Dünyada hiçbir şeyi olmayan kelimenin tam anlamıyla muhtaç bir kimseyim.”
Adam
dilenciye sokulur; Karısının gelinlik başörtüsünü satarak aldığı ve günlerdir
açlıkla boğuşan yavrularının bir günlük yiyeceğine ödeyeceği iki dirhemi olduğu
gibi cebinden çıkarır zavallıya verir. Şimdi eli boş eve dönmekten gerçekten
utanmaktadır.
“Çemberin
parası ne oldu?” diye sorduğu zaman karısına ne cevap verecek. Kadıncağıza
nasıl, “Çemberine iki dirhem verdiler. Onu da ilk rastladığım dilenciye verdim.

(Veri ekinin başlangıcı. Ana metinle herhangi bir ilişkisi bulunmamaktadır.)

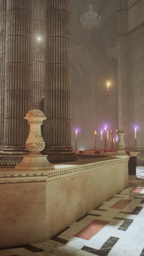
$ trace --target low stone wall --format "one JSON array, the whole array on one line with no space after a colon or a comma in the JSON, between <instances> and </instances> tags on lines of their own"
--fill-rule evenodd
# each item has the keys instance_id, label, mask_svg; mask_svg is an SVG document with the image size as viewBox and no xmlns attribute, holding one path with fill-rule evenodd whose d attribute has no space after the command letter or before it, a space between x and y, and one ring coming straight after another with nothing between
<instances>
[{"instance_id":1,"label":"low stone wall","mask_svg":"<svg viewBox=\"0 0 144 256\"><path fill-rule=\"evenodd\" d=\"M46 240L128 186L129 158L0 170L0 247Z\"/></svg>"}]
</instances>

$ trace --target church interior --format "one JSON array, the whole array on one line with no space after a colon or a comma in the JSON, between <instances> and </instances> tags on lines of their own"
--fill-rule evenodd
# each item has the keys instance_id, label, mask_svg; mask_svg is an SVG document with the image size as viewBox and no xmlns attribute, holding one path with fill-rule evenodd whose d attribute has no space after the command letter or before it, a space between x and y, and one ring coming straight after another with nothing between
<instances>
[{"instance_id":1,"label":"church interior","mask_svg":"<svg viewBox=\"0 0 144 256\"><path fill-rule=\"evenodd\" d=\"M0 0L0 256L144 256L144 0Z\"/></svg>"}]
</instances>

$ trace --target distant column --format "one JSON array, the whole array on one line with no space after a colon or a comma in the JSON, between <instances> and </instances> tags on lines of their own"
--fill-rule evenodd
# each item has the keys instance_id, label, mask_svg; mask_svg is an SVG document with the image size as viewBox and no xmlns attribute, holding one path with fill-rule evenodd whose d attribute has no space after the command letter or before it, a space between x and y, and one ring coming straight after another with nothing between
<instances>
[{"instance_id":1,"label":"distant column","mask_svg":"<svg viewBox=\"0 0 144 256\"><path fill-rule=\"evenodd\" d=\"M45 78L46 0L32 1L32 108L40 109Z\"/></svg>"},{"instance_id":2,"label":"distant column","mask_svg":"<svg viewBox=\"0 0 144 256\"><path fill-rule=\"evenodd\" d=\"M70 161L76 158L71 146L69 0L47 3L45 151L50 161Z\"/></svg>"},{"instance_id":3,"label":"distant column","mask_svg":"<svg viewBox=\"0 0 144 256\"><path fill-rule=\"evenodd\" d=\"M32 0L8 0L4 154L21 155L31 108Z\"/></svg>"},{"instance_id":4,"label":"distant column","mask_svg":"<svg viewBox=\"0 0 144 256\"><path fill-rule=\"evenodd\" d=\"M0 0L0 147L4 138L4 90L5 76L5 0Z\"/></svg>"}]
</instances>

Adamın yalvarmalarına dayanamadım” diyebilecekti. Bu düşünceler içerisinde
camiye varıp akşam namazını kıldıktan sonra çöken akşam karanlığı ile birlikte
ve bomboş ellerle yine evine döner. Karısı ve çocukları sabırsız bakışlarla bir
şeyler getirecek diye yolunu gözlüyorlardı.
Geç
de kalınca her halde iyi bir şeyler getirecek diye sevinmişlerdi. Adam ümitsiz
bir çehre ile ve hep önüne bakarak kapıdan içeri girince kadın şaşa kalır ve o
akşamda aç kaldıklarını anlayan yavrular da boşa ümitlerinin arkasından kim
bilir kaçıncı kere hep bir ağızdan kısılmaya yüz tutmuş zayıf bir sesle
ağlamaya başlarlar. Kadın hem kızgın hem de şaşkın bir ifade ile kocasına
başörtüsünü ne yaptığını sorar.
Adam
her şeyi olduğu gibi anlatarak başörtüsünü sattıktan sonra yiyecek bir şeyler
almaya giderken yolda rastladığı dilenciye elindeki iki dirhemi verdiğini
karısına söyleyiverir. Kadın işin iç yüzünü öğrenince, üstün bir sabır ifadesi
takınarak kocasına şöyle der: “Başörtüsünün parasını madem ki Allah yolunda
verdin; O ulu ve zengindir, gösterdiğin cömertliğin karşılığında bize dilediği
anda karşılığını vermek gücüne fazlasıyla sahiptir. Sen en iyisini yaptın,
bakalım önümüze hangi kapı açılacaktır.”
Sabahleyin
kadın kocasına bu defa yine baba evinden getirdiği bir duvar saati verir.
“Şimdi de bunu satmaya götür ve karşılığında eline geçen para ile eve yiyecek
bir şeyler getir” der.
Ertesi
gün adam çarşının her tarafını gezerek saati satmaya çalışır. Fakat hiç bir
müşteri bulamaz. Yorgun argın yine eli boş evine dönerken bir balık satıcısına
rastlar. Adam avazının çıktığı kadar yüksek bir sesle, “Balık, balık var balık”
diye bağırıyor. Fakat elinde son kalan iki balığa müşteri bulamıyordu.
Adam
balıkçıya sokulur ve ona der ki; “Şu saat benim işime yaramaz, o balıklar da
senin işine yaramaz. Öyleyse sen bana elinde kalan iki balığı ver, ben de sana
karşılık olarak şu saati vereyim.” Müşteri aramak için sabahtan buyana bağıra
bağıra sesi kısılan balıkçı adamın teklifini kabul eder, balıkları verir,
karşılığında saati alarak oradan uzaklaşır.
Günlerden
beri eve ilk defa yiyecek bir şey götürebileceği için ölçüsüz derecede sevinen
adam, balıkları kapar kapmaz hızla evin yolunu tutar. Babalarının yiyecek bir
şey getirdiğini gören çocuklar neşe ile bir birlerine sarılırlar. Kadın
balıkların içini temizlemek üzere mutfağa girer. Az sonra gördüklerinin
karşısında şaşkına dönerek kocasını çağırır. Balıklardan birinin karnında
bağırsak yerine parlak ve iri bir inci çıkmıştır.
Adam
inciyi alır; bir kuyumcuya koşar. Kuyumcu incinin benzersiz değerde bir
mücevher olduğunu, kendisine satıldığı takdirde karşılığında on dört bin dirhem
ödemeye hazır olduğunu söyler. Adam artık anlar ki, kötü talihi değişmiştir.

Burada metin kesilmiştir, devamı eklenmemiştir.